[SOLVED] Using SETINDx with REPS, a little gotcha.

potatohead · 2014-01-30 23:51

I like consistent in all modes with spacers the best. It's going to flow pretty naturally after a few tries. Pretty soon, one just thinks, "OK, I've got a rep coming, what can I stuff in there for free?"

Edit: Didn't see the next post. I'm OK with it just consuming the cycles too. Easier that way. Fine by me.

cgracey · 2014-01-30 23:56

potatohead wrote: »

I like consistent in all modes with spacers the best. It's going to flow pretty naturally after a few tries. Pretty soon, one just thinks, "OK, I've got a rep coming, what can I stuff in there for free?"
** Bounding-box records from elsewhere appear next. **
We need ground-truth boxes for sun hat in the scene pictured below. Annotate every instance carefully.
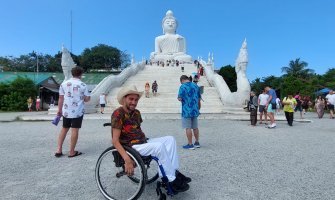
[117,85,143,105]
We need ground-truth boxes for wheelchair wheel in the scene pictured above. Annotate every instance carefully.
[129,157,159,184]
[95,147,147,200]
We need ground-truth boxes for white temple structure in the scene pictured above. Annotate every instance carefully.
[150,10,192,63]
[49,10,250,114]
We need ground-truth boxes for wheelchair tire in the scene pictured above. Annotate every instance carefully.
[95,146,147,200]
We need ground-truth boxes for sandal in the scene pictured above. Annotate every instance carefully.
[55,152,63,158]
[68,151,83,158]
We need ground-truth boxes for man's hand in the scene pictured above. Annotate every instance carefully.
[124,158,135,176]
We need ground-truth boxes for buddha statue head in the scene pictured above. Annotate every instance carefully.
[162,10,178,34]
I like the simplicity of clearing the pipeline and having the repeat block immediately follow the REPS/REPD, but it IS wasteful and disallows an instruction or three which is/are sometimes very handy to have right before the repeating block. I'm going to try to implement it so that it codes up like single-task instances currently do, no matter the task mode. This will be maximally efficient.

Sapieha and Potatohead, thank you for your timely input on this matter.

jmg · 2014-01-31 00:19

cgracey wrote: »

It would only waste three clocks initially. The loops would be zero-overhead.

Any costs within the loop are the worst, by far. That zero overhead is more important.

Sure, it is nice to have slots you can optionally fill, but if they are outside the REPS, that time is less important.
With the larger PASM code capability the chance of users not knowing what is in all their modules increases.
So operational safety, to me, becomes more important.
Especially given the partial way this fails - in a large project, it could be a nightmare to track down, and it could be some delay from the user-edit to noticing they have a problem somewhere else, so they may not 'connect the dots' of cause and effect.

I would also make the mnemonic address based (as Blackfin does), but that is not a binary change, just a code maintenance / clarity one.

cgracey wrote: »

I'm talking about making coding consistent in all task modes.
......
I'm going to try to implement it so that it codes up like single-task instances currently do, no matter the task mode. This will be maximally efficient.

That is a big plus. It allows compact libraries that will not break, no matter how users scramble their tasks.

If there is room, maybe opcodes to allow both, but I would rank the coding consistent above coding compact in highly special cases. (and of course, both together would be magic)

cgracey wrote: »

I could stall the pipeline for the two instructions before GETPIX, without needing two discrete 'WAIT #2' instructions, so GETPIX would still work.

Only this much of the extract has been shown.